By Alex Vines, Special to CNN
Editor’s note: Alex Vines is director of Area Studies and International Law and heads the Angola Forum at Chatham House. He is also a senior lecturer at Coventry University. The views expressed are his own.
Twenty years ago this Sunday, the United States belatedly recognized Angola. Today, Angola is the second-largest trading partner of the U.S. in sub-Saharan Africa, a country at peace and enjoying one of the fastest rates of economic growth in the world. It is the second largest producer of oil in sub-Saharan Africa and an OPEC member that has allowed major U.S. oil companies to prosper. But all is not well in the relationship.
Angola achieved independence from Portugal in 1975 and immediately became a major battle ground of the Cold War. The U.S. refused to recognize the pro-Soviet and Cuban backed MPLA government, encouraged apartheid South African military incursions and trained and supplied the rebel UNITA forces. At one point, Angola became the second largest recipient of U.S. covert aid after the Afghan Mujahedeen.

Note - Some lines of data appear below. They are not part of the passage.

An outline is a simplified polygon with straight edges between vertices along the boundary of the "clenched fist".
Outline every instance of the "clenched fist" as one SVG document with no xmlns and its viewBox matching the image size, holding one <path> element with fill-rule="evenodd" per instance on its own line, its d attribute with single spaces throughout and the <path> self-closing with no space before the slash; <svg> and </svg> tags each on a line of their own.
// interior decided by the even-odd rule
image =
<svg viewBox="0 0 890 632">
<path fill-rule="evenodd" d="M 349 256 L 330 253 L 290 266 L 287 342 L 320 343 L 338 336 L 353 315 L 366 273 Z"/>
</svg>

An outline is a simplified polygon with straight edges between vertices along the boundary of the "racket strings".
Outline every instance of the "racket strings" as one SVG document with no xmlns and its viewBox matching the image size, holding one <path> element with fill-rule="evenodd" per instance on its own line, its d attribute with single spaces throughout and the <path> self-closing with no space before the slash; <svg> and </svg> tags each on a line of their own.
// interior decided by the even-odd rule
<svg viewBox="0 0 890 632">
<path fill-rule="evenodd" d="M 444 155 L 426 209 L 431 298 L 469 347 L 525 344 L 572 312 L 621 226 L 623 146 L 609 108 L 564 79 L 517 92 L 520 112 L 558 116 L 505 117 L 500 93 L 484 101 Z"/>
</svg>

Fast forward to today, and the MPLA is still the ruling party, with President José Eduardo dos Santos having been in power since 1979. And, despite the many global suitors, dos Santos said recently that Angola has only four strategic partners: Brazil, China, Portugal and the United States.
China’s relationship with the country is blossoming – more than 258,000 Chinese received work visas for Angola in 2011. Portugal does well, too, with more than 100,000 nationals working in Angola; one in five liters of exported Portuguese wine is now consumed in Angola. Trade and cultural ties with Brazil, meanwhile, are very close and the South American giant was the first country to establish diplomatic relations with Luanda, in 1975.

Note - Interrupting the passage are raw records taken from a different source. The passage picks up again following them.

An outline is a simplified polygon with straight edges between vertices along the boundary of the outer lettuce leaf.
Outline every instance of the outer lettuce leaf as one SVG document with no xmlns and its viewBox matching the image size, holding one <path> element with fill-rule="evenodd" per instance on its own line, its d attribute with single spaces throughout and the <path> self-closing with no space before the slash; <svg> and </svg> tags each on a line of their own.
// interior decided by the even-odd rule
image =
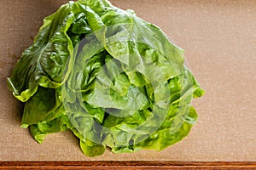
<svg viewBox="0 0 256 170">
<path fill-rule="evenodd" d="M 71 130 L 87 156 L 167 148 L 188 135 L 191 101 L 204 94 L 182 48 L 107 0 L 70 2 L 45 18 L 8 87 L 38 143 Z"/>
</svg>

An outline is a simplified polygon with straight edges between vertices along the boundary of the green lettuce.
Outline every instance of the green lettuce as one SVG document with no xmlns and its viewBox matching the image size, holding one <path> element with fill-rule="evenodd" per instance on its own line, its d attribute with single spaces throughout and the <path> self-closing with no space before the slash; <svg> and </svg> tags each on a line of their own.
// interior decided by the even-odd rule
<svg viewBox="0 0 256 170">
<path fill-rule="evenodd" d="M 88 156 L 180 141 L 197 119 L 193 98 L 204 94 L 182 48 L 107 0 L 69 2 L 46 17 L 7 82 L 38 143 L 71 130 Z"/>
</svg>

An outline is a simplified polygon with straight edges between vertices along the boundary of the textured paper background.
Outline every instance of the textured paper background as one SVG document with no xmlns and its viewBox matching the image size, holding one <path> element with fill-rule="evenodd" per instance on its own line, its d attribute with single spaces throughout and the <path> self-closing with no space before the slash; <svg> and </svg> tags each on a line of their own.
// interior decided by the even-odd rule
<svg viewBox="0 0 256 170">
<path fill-rule="evenodd" d="M 256 1 L 112 0 L 160 26 L 185 49 L 206 90 L 194 100 L 199 120 L 182 142 L 161 152 L 88 158 L 71 133 L 36 143 L 20 128 L 20 104 L 6 77 L 32 42 L 43 18 L 67 0 L 0 2 L 0 161 L 256 161 Z"/>
</svg>

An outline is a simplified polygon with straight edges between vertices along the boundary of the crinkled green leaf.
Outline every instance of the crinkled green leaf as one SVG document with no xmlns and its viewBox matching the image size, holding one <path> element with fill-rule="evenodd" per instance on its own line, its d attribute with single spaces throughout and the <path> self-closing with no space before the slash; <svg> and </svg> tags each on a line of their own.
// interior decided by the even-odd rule
<svg viewBox="0 0 256 170">
<path fill-rule="evenodd" d="M 161 150 L 196 122 L 204 94 L 183 50 L 156 26 L 107 0 L 79 0 L 44 19 L 8 78 L 26 102 L 21 126 L 42 143 L 71 130 L 83 153 Z"/>
</svg>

But what of the United States? There was certainly a honeymoon period after President Clinton recognized Angola. U.S. oil companies prospered, including negotiating a multiple entry visa regime for U.S. workers to Angola, a privilege that few other countries have emulated. In 1994, Clinton also successfully obtained dos Santos’ agreement to sign up to the short-lived Lusaka peace accords with UNITA. President George W. Bush likewise was able to push successfully for transparency of oil rents when he met dos Santos at the White House.

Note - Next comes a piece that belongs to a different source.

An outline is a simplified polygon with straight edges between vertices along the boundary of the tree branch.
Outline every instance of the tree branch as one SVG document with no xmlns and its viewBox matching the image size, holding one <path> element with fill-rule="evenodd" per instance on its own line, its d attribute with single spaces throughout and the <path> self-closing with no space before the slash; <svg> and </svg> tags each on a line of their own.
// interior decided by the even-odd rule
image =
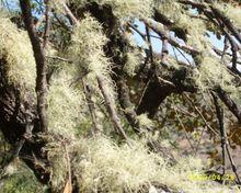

The Obama administration has for its part identified three “strategic partners” on the African continent: South Africa, Nigeria and Angola. After Angola was identified as a partner in 2009, a U.S.-Angola Strategic Partnership Dialogue has been set up. So what’s the problem?
In practice, the dialogue has achieved little and the government-to-government relationship today is prickly and pedestrian – so much so that at the last moment the Angolan foreign minister reportedly postponed a trip to the United States scheduled for this month that was meant to celebrate the 20th anniversary of U.S.-Angola relations.
Two key issues seem to be at the root of the problems. First, with a changing global order, Angola’s policy makers enjoy choice and have become less-enamored with the United States as other suitors have stepped in. Second, Angola represents a major challenge for U.S. diplomats and business as it throws up the challenge of U.S. values versus interests. This January, Forbes named Isabel, the eldest daughter of President dos Santos, Africa’s first female billionaire. Not long after, Transparency International ranked Angola 168th out of 178 countries in its corruption perception index.
The reality is that the perception of corruption and rent-seeking is a barrier for U.S. investors, and despite the best efforts of the U.S. Embassy in Luanda and the U.S.-Angola Chamber of Commerce in Washington DC, the last couple of years have been tough, not helped by U.S. probes into the bank accounts of Angolan diplomatic missions, or the seizure of a U.S. flagged ship and crew in Angola.
Yet Angola is not all that dissimilar to some other African markets that U.S. companies invest in, and the United States has much to offer Angola – in business, skills transfer and know how – all of which could help Angola become the regional power it aspires to be. Angola’s opposition parties also see how important the U.S. is, underscored by the visit to Washington recently of the leader of UNITA; the leader of Angola’s newest successful opposition party, CASA, is about to visit Washington.
Angola’s strategic partnerships are a four legged stool, but the U.S. leg is undoubtedly the weakest. Some major U.S. companies are investing in Angola: General Electric for example has recently invested some $2 billion in health and infrastructure. But increased U.S. investment to Angola will require greater openness because requirements such as the Dodd-Frank rule requiring that oil companies disclose payments to foreign governments won’t be going away.
Angola is an emerging African regional power of genuine commercial, political and strategic importance to the U.S. The 20th anniversary of relations between the two countries might be a good opportunity to take an honest look at how the partnership can best work for both.